Quello che colpisce, nella svolta, è l’assenza di dati e analisi a sostegno dell’inversione di rotta. Può darsi che, nelle previsioni ufficiali che gli uffici tecnici della Bce forniranno fra un mese, le paure si materializzino, ma, per ora, numeri, indici e grafici – come riconosce, contraddicendosi, la stessa Lagarde – dicono il contrario. Il 5 per cento di gennaio fa impressione, ma la Bce – come ha ripetuto la stessa Lagarde – guarda non ai dati mese per mese, ma al percorso a medio termine: dove sarà l’inflazione fra un anno, due anni, rispetto al parametro del 2 per cento?
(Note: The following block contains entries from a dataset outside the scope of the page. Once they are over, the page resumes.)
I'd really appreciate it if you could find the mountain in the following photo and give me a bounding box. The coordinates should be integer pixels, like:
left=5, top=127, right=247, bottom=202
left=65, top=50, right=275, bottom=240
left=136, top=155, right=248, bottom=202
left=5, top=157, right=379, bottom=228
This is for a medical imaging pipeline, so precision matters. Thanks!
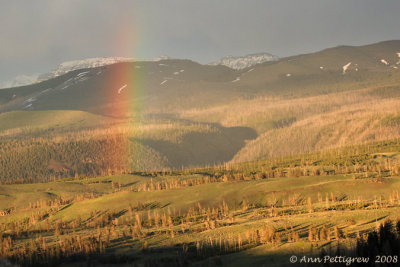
left=0, top=41, right=400, bottom=175
left=209, top=53, right=279, bottom=70
left=0, top=56, right=169, bottom=89
left=38, top=57, right=135, bottom=81
left=0, top=75, right=38, bottom=89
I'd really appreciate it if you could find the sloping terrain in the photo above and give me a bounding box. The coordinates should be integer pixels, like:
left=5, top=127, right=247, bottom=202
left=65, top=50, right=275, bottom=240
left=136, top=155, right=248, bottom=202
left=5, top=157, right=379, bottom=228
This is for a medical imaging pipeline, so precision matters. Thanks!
left=0, top=41, right=400, bottom=179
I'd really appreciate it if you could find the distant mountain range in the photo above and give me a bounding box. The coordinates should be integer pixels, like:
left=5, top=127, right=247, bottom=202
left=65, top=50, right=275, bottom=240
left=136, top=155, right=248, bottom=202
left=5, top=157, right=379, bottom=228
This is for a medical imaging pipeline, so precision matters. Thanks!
left=0, top=41, right=400, bottom=172
left=210, top=53, right=279, bottom=70
left=0, top=53, right=279, bottom=88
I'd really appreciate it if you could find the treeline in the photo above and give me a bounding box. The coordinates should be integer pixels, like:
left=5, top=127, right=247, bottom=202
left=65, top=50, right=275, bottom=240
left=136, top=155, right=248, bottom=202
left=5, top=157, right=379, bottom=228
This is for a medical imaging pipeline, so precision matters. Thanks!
left=0, top=136, right=129, bottom=183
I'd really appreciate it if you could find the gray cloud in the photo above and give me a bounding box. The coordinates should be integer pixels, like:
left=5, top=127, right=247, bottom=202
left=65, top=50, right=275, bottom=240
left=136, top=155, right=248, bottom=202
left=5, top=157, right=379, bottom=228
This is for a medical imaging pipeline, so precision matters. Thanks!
left=0, top=0, right=400, bottom=82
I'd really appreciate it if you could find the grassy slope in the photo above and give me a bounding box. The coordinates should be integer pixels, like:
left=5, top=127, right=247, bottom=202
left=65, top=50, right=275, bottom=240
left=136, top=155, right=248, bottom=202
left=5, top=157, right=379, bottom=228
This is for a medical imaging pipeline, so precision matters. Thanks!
left=0, top=142, right=400, bottom=266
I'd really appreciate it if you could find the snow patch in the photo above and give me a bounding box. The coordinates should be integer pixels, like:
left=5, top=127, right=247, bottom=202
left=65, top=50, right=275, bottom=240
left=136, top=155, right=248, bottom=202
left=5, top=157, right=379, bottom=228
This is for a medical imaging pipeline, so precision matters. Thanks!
left=209, top=53, right=279, bottom=70
left=118, top=84, right=128, bottom=94
left=343, top=62, right=351, bottom=74
left=76, top=71, right=89, bottom=77
left=381, top=59, right=389, bottom=66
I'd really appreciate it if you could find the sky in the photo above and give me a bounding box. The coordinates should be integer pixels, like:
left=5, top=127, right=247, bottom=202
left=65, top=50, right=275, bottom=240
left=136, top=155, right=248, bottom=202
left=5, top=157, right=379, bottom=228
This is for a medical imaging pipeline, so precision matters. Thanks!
left=0, top=0, right=400, bottom=84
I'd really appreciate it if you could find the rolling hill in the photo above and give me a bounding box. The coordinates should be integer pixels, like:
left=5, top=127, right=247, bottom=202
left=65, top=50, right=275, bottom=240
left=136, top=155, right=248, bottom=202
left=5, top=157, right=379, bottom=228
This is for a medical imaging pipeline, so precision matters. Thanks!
left=0, top=41, right=400, bottom=180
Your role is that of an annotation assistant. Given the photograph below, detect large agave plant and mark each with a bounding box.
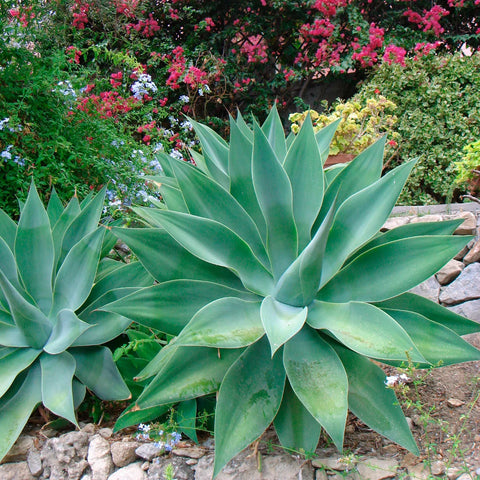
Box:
[0,184,153,459]
[104,109,480,476]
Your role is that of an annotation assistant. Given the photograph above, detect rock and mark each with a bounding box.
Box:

E gli economisti di Francoforte hanno ripetuto fino a ieri che l’impennata attuale andrà avanti ancora per qualche mese, ma, a partire dall’estate gli indici scenderanno decisamente al 2 per cento e anche sotto. Del resto, per metà la corsa dei prezzi è determinata da un elemento esogeno, il caro energia, e le autorità monetarie non hanno nessuna incidenza sui prezzi di petrolio e metano. Ma non c’è il rischio che i rincari in corso aprano una rincorsa salariale che trasformi un’inflazione spinta da elementi esterni in una inflazione che si autoalimenta? No, ed è la stessa Lagarde a dirlo: un po’ di recupero salariale, dopo la pandemia, sarebbe dovuto, osserva la presidente della Bce, ma, per ora, non se ne vede traccia.

Insomma, per quello che si può vedere, la svolta della Bce è, soprattutto, una operazione politica, più che dettata dall’economia. A metterci la firma, del resto, una intervista pubblica del governatore della banca olandese, Klas Knot, uno dei più conservatori nel Consiglio della Bce, dove si auspica esplicitamente una stretta monetaria entro la fine dell’anno. Le prossime settimane saranno, dunque, di scontro a Francoforte e dintorni, intorno al tentativo di calare questa indicazione politica nella realtà dei dati. Ma già ora, c’è chi si interroga su natura e portata della stretta annunciata. Perché lo 0,5 per cento in più (in due rate, a dicembre e a marzo, fa capire Knot) nei tassi di interesse è già un colpo durissimo per una ripresa ancora molto fragile nella Ue. Ma, se davvero la Bce si ponesse l’obiettivo, come traspare dalle parole dello stesso Knot, di domare, qui e ora, un’inflazione 2022 al 4 per cento (anche se magari destinata a restarci solo per pochi mesi), allora, nota Erik Nielsen, consulente economico Unicredit, lo 0,5 per cento in più non basterebbe a frenare i prezzi. Il rischio – è la conclusione – è gelare di colpo un’economia, che, invece, si raffredderebbe da sola.